Bukan rasa bersalah yang lahir dari dalam diri. Bukan, meminjam diksinya, “kejujuran yang menuju puncak kedewasaan.”
Semua cuma rekayasa. Permainan panggung. Pemanfaatan media. Pertukaran citra.
KD tak pernah berubah. Karena di dalam dirinya, dia tak pernah merasa bersalah. Termasuk juga perselingkuhan itu, yang disaksikan Aurel, anaknya. Atau kesakitan yang diterima Anang dan anak-anak mereka karena pengakuannya bahwa dalam pernikahan itu dia tak pernah merasa bahagia. Karena, kita harus tahu, sudah sejak lama Krisdayanti tidak hidup untuk dirinya, untuk suaminya, anak-anaknya, atau keluarga besarnya.

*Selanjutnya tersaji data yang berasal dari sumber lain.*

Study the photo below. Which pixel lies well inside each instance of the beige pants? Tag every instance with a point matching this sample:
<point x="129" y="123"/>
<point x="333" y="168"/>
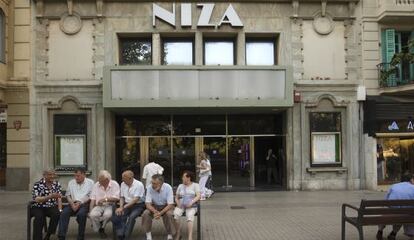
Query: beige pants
<point x="167" y="218"/>
<point x="99" y="216"/>
<point x="189" y="213"/>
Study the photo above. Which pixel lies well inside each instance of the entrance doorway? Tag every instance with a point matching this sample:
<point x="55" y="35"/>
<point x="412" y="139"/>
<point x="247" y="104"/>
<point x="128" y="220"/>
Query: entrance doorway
<point x="238" y="160"/>
<point x="395" y="157"/>
<point x="3" y="153"/>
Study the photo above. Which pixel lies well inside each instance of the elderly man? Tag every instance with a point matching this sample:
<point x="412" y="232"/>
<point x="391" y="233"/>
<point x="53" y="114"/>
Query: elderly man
<point x="105" y="194"/>
<point x="160" y="204"/>
<point x="130" y="207"/>
<point x="399" y="191"/>
<point x="150" y="170"/>
<point x="48" y="202"/>
<point x="78" y="193"/>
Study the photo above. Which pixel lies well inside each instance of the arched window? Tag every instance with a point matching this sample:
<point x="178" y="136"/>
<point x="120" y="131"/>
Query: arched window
<point x="2" y="36"/>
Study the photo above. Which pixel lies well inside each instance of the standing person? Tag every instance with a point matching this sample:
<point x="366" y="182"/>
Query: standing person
<point x="187" y="195"/>
<point x="271" y="165"/>
<point x="204" y="174"/>
<point x="150" y="170"/>
<point x="159" y="202"/>
<point x="105" y="194"/>
<point x="47" y="194"/>
<point x="78" y="193"/>
<point x="130" y="207"/>
<point x="399" y="191"/>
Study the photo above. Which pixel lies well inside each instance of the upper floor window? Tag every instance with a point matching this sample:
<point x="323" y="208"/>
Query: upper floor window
<point x="2" y="36"/>
<point x="178" y="52"/>
<point x="395" y="47"/>
<point x="219" y="52"/>
<point x="260" y="51"/>
<point x="135" y="51"/>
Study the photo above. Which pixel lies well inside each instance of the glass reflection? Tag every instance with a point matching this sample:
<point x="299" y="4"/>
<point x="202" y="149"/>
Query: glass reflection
<point x="219" y="53"/>
<point x="260" y="53"/>
<point x="135" y="51"/>
<point x="178" y="53"/>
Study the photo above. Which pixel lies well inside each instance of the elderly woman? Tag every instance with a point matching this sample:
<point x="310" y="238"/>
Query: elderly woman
<point x="187" y="195"/>
<point x="105" y="194"/>
<point x="47" y="195"/>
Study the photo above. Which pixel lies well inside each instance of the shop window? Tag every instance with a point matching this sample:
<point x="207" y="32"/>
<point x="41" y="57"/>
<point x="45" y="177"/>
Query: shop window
<point x="326" y="143"/>
<point x="219" y="52"/>
<point x="394" y="43"/>
<point x="135" y="51"/>
<point x="260" y="51"/>
<point x="2" y="37"/>
<point x="70" y="138"/>
<point x="178" y="52"/>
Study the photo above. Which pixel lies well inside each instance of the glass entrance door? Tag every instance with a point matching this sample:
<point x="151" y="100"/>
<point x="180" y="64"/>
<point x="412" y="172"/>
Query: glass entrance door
<point x="215" y="147"/>
<point x="159" y="149"/>
<point x="239" y="162"/>
<point x="183" y="157"/>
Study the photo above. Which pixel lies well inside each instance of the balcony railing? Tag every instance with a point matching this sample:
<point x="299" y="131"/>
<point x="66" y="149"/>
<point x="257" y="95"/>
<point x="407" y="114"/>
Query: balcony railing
<point x="390" y="76"/>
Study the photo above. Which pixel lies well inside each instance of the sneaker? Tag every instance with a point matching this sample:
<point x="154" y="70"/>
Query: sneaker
<point x="102" y="233"/>
<point x="379" y="235"/>
<point x="391" y="236"/>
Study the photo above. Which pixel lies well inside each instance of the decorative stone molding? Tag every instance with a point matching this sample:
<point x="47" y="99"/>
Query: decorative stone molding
<point x="323" y="23"/>
<point x="70" y="23"/>
<point x="315" y="102"/>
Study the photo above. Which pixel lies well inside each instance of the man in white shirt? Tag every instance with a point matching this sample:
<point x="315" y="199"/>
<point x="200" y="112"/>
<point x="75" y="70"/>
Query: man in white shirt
<point x="130" y="207"/>
<point x="150" y="170"/>
<point x="78" y="193"/>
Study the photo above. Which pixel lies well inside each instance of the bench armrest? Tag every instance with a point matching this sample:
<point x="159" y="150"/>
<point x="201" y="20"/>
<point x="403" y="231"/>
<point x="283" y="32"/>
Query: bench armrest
<point x="345" y="206"/>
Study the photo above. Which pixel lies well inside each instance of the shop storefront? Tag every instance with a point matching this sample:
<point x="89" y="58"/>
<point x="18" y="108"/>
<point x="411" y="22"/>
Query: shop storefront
<point x="163" y="81"/>
<point x="390" y="121"/>
<point x="236" y="144"/>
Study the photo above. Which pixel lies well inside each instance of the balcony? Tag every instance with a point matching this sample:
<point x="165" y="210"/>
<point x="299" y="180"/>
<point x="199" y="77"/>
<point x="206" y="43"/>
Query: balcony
<point x="402" y="80"/>
<point x="197" y="86"/>
<point x="396" y="11"/>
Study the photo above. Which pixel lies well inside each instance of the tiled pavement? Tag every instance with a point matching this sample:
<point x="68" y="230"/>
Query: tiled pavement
<point x="263" y="215"/>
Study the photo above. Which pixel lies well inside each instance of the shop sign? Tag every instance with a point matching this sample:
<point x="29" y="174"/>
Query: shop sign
<point x="397" y="126"/>
<point x="229" y="16"/>
<point x="3" y="116"/>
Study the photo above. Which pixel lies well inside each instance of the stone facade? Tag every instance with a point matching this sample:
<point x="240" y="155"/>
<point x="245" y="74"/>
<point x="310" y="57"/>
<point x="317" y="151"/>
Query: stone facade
<point x="15" y="75"/>
<point x="321" y="43"/>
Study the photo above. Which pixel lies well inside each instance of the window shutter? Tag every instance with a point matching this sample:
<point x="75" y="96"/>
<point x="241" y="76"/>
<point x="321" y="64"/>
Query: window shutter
<point x="388" y="51"/>
<point x="412" y="64"/>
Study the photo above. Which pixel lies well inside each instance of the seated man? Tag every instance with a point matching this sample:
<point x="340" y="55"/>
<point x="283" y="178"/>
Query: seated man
<point x="48" y="202"/>
<point x="160" y="204"/>
<point x="105" y="194"/>
<point x="186" y="197"/>
<point x="77" y="194"/>
<point x="399" y="191"/>
<point x="130" y="207"/>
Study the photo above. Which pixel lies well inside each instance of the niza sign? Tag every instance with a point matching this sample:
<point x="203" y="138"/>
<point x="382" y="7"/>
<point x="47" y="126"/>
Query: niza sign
<point x="229" y="16"/>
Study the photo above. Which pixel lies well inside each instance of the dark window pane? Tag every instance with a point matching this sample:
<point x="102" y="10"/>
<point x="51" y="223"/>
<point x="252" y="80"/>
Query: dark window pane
<point x="255" y="124"/>
<point x="325" y="122"/>
<point x="128" y="153"/>
<point x="69" y="124"/>
<point x="178" y="53"/>
<point x="126" y="126"/>
<point x="199" y="125"/>
<point x="135" y="51"/>
<point x="154" y="126"/>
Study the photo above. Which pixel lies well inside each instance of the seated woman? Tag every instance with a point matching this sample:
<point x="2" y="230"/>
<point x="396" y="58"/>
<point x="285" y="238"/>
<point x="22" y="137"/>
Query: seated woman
<point x="187" y="195"/>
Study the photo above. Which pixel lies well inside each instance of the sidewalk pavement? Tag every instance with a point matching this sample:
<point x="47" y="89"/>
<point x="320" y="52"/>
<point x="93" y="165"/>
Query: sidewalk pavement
<point x="227" y="216"/>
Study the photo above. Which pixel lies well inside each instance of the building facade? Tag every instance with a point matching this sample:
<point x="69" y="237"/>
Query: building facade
<point x="119" y="83"/>
<point x="15" y="76"/>
<point x="388" y="128"/>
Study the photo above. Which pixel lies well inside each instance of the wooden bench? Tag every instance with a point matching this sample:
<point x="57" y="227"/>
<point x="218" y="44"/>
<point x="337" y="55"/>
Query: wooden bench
<point x="30" y="216"/>
<point x="378" y="212"/>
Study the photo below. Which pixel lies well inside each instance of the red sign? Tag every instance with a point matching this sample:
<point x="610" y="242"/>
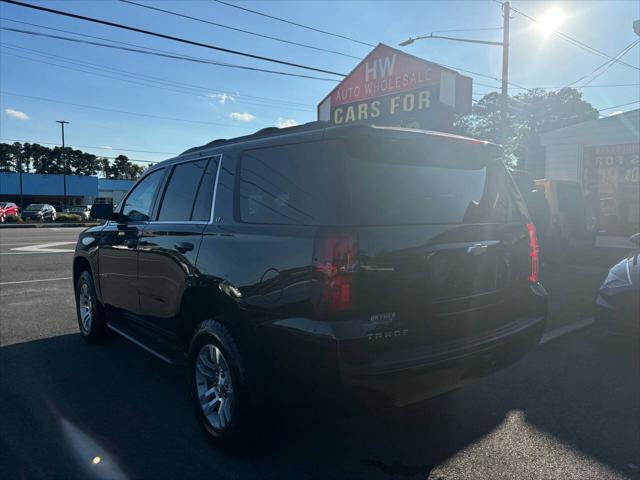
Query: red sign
<point x="383" y="72"/>
<point x="390" y="87"/>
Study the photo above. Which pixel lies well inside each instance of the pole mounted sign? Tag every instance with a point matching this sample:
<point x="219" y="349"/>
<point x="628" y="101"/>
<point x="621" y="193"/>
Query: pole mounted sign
<point x="392" y="88"/>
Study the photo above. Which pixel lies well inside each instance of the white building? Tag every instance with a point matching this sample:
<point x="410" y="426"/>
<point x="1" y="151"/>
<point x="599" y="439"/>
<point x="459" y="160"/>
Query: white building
<point x="603" y="156"/>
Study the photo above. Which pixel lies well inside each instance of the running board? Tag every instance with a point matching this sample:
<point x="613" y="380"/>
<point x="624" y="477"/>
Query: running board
<point x="166" y="358"/>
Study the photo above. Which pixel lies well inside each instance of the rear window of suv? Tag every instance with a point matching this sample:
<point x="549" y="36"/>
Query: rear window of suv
<point x="377" y="185"/>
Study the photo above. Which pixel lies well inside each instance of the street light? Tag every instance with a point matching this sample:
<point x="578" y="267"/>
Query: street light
<point x="64" y="163"/>
<point x="505" y="57"/>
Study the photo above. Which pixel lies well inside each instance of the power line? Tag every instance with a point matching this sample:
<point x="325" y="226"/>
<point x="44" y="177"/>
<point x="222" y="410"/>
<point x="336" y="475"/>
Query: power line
<point x="295" y="23"/>
<point x="573" y="40"/>
<point x="248" y="32"/>
<point x="618" y="106"/>
<point x="88" y="146"/>
<point x="165" y="55"/>
<point x="607" y="65"/>
<point x="468" y="30"/>
<point x="167" y="85"/>
<point x="124" y="112"/>
<point x="171" y="37"/>
<point x="173" y="55"/>
<point x="578" y="88"/>
<point x="208" y="90"/>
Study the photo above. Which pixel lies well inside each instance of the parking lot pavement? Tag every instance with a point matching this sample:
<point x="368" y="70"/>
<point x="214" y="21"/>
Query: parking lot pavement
<point x="71" y="410"/>
<point x="36" y="295"/>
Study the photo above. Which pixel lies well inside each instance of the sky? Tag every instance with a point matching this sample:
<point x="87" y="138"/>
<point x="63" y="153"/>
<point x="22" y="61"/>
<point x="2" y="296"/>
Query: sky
<point x="151" y="107"/>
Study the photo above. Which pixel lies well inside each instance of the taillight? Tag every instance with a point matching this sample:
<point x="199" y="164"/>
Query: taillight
<point x="335" y="262"/>
<point x="534" y="253"/>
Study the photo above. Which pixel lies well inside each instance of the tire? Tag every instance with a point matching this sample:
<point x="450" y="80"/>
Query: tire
<point x="91" y="321"/>
<point x="219" y="387"/>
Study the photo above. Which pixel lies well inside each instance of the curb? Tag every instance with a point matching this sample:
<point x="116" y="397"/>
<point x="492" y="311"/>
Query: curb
<point x="566" y="329"/>
<point x="46" y="225"/>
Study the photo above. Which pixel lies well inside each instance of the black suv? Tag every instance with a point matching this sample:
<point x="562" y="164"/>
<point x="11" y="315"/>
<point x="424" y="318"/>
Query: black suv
<point x="362" y="263"/>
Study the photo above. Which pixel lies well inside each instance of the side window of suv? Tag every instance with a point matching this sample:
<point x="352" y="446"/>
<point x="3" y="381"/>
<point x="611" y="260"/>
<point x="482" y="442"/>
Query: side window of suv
<point x="189" y="181"/>
<point x="137" y="206"/>
<point x="288" y="185"/>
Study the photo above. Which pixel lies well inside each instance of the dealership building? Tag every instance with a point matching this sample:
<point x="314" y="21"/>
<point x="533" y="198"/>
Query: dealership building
<point x="26" y="188"/>
<point x="603" y="156"/>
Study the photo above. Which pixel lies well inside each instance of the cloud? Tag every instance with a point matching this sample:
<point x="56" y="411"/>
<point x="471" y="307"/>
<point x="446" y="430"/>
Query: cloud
<point x="286" y="122"/>
<point x="16" y="114"/>
<point x="222" y="97"/>
<point x="242" y="117"/>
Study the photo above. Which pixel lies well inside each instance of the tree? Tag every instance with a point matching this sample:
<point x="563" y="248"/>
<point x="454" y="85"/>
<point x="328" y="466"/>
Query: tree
<point x="121" y="168"/>
<point x="528" y="115"/>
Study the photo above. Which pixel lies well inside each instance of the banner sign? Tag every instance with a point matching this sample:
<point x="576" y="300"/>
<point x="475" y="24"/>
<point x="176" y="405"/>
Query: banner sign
<point x="611" y="182"/>
<point x="392" y="88"/>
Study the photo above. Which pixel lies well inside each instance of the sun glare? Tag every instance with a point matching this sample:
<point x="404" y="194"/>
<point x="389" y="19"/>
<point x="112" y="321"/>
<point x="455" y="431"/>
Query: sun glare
<point x="551" y="20"/>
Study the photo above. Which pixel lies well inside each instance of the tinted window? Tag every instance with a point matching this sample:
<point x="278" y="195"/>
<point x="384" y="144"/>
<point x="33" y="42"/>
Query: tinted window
<point x="202" y="207"/>
<point x="138" y="204"/>
<point x="180" y="194"/>
<point x="287" y="185"/>
<point x="414" y="184"/>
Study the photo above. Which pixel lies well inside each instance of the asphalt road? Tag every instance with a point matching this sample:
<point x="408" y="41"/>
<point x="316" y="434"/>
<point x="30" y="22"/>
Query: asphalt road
<point x="569" y="410"/>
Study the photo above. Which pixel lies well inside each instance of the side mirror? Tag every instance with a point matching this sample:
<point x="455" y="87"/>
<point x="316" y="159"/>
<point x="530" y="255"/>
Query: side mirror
<point x="102" y="211"/>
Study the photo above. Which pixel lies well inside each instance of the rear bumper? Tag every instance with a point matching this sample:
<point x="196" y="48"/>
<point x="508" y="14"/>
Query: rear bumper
<point x="427" y="373"/>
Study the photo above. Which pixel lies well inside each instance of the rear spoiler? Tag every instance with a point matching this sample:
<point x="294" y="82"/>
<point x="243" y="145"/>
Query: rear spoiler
<point x="413" y="146"/>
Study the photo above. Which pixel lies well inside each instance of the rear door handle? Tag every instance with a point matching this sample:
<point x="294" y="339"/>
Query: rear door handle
<point x="183" y="247"/>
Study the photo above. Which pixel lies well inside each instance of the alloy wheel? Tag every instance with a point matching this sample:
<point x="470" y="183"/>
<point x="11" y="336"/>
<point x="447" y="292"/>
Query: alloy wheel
<point x="214" y="386"/>
<point x="85" y="306"/>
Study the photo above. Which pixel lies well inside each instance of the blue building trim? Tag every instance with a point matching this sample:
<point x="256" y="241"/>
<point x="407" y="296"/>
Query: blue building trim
<point x="53" y="185"/>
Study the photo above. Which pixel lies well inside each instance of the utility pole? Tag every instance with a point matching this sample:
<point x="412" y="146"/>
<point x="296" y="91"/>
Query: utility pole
<point x="64" y="163"/>
<point x="506" y="13"/>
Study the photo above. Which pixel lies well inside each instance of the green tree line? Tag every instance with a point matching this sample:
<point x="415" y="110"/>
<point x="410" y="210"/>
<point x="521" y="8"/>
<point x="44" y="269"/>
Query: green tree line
<point x="528" y="115"/>
<point x="35" y="158"/>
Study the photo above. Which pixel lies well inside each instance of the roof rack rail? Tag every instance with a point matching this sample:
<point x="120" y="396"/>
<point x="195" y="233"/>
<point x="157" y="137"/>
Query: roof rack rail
<point x="267" y="131"/>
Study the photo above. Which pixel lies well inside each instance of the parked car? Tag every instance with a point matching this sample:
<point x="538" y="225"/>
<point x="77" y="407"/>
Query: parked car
<point x="59" y="207"/>
<point x="618" y="300"/>
<point x="8" y="208"/>
<point x="83" y="210"/>
<point x="40" y="212"/>
<point x="354" y="262"/>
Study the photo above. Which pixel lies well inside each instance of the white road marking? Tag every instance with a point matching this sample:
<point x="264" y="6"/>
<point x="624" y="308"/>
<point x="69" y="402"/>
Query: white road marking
<point x="35" y="253"/>
<point x="33" y="281"/>
<point x="45" y="248"/>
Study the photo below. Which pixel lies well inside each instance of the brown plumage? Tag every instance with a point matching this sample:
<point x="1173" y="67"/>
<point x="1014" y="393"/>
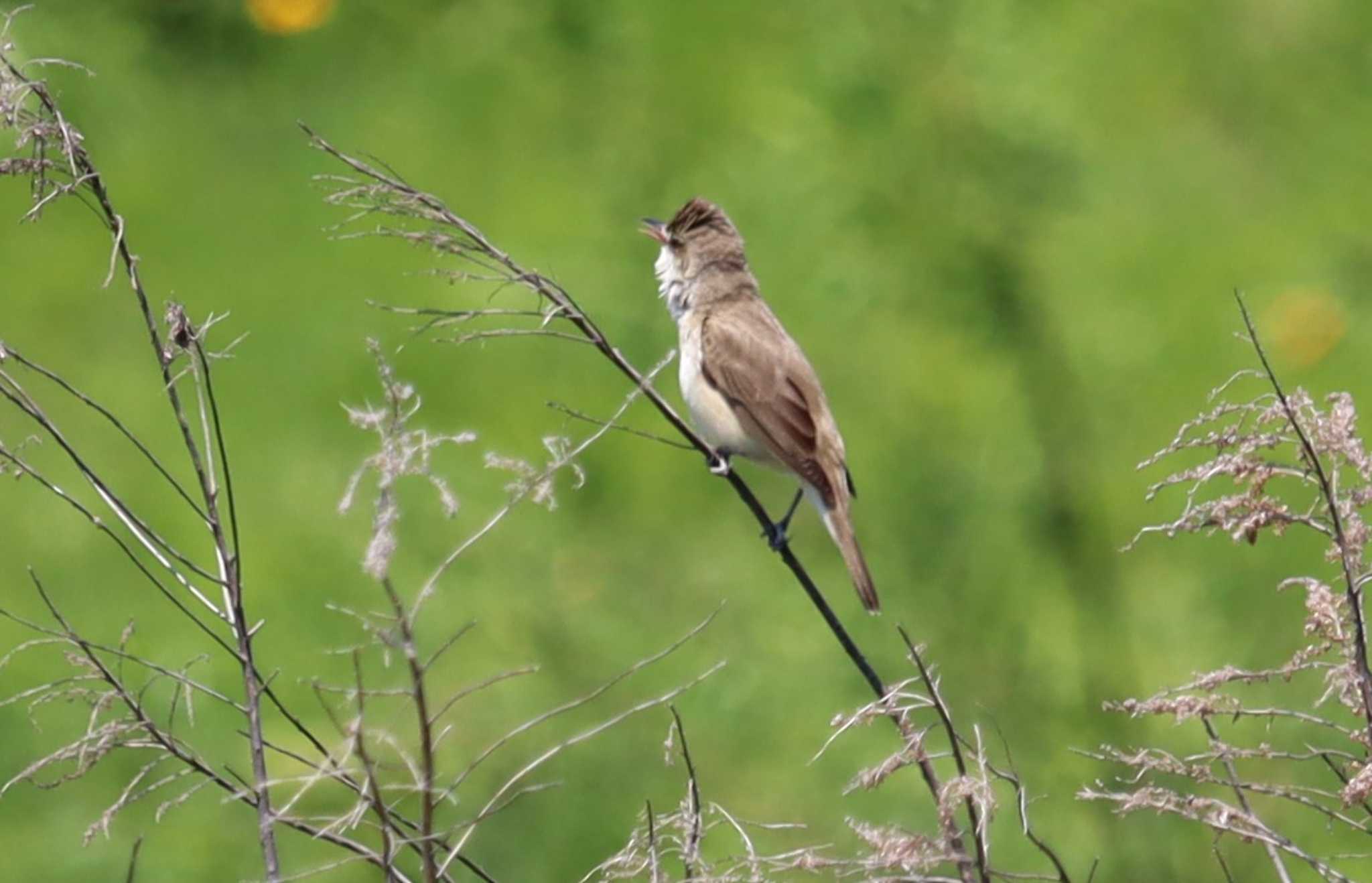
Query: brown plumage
<point x="748" y="386"/>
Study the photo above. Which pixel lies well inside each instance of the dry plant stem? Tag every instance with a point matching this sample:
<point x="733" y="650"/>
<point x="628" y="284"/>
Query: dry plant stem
<point x="494" y="803"/>
<point x="1243" y="801"/>
<point x="1352" y="589"/>
<point x="693" y="786"/>
<point x="1022" y="808"/>
<point x="488" y="254"/>
<point x="133" y="860"/>
<point x="973" y="816"/>
<point x="374" y="787"/>
<point x="652" y="843"/>
<point x="425" y="731"/>
<point x="174" y="748"/>
<point x="86" y="173"/>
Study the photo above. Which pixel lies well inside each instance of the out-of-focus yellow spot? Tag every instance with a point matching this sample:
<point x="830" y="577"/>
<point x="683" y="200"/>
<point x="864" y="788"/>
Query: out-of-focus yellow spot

Krisdayanti hidup untuk penggemarnya. Untuk seluruh citra yang dia bangun. Untuk semua kesempurnaan yang tercipta di dalam benaknya.
Maka tak salahlah kalau dia mendapuk diri menjadi diva, yang rela mengorbankan banyak hal agar selalu dapat terlihat sempurna.
Untunglah, kita selalu tahu, karena tak sempurnalah maka kita disebut sebagai manusia.
[...]yang rela mengorbankan banyak hal agar selalu dapat terlihat sempurna.[...]
semoga saja ibu itu tidak capek terlihat sempurna
ibu yang mana goop?
kalau benar semua analisismu, mas, berarti kehidupan KD sungguh mengerikan. menjadikan hidupnya sendiri sebagai jualan? itu benar2 mengagetkan.
hahahaha… namanya juga “tafsir”, kemungkinan benar-salah sama kuatnya, hehehe…
Dunia selebritis dunia sinetron….penuh ilusi…
Hai mas aulia….kapan email aku lagi?….
kan sudah, masa tak menerima, tak merasa??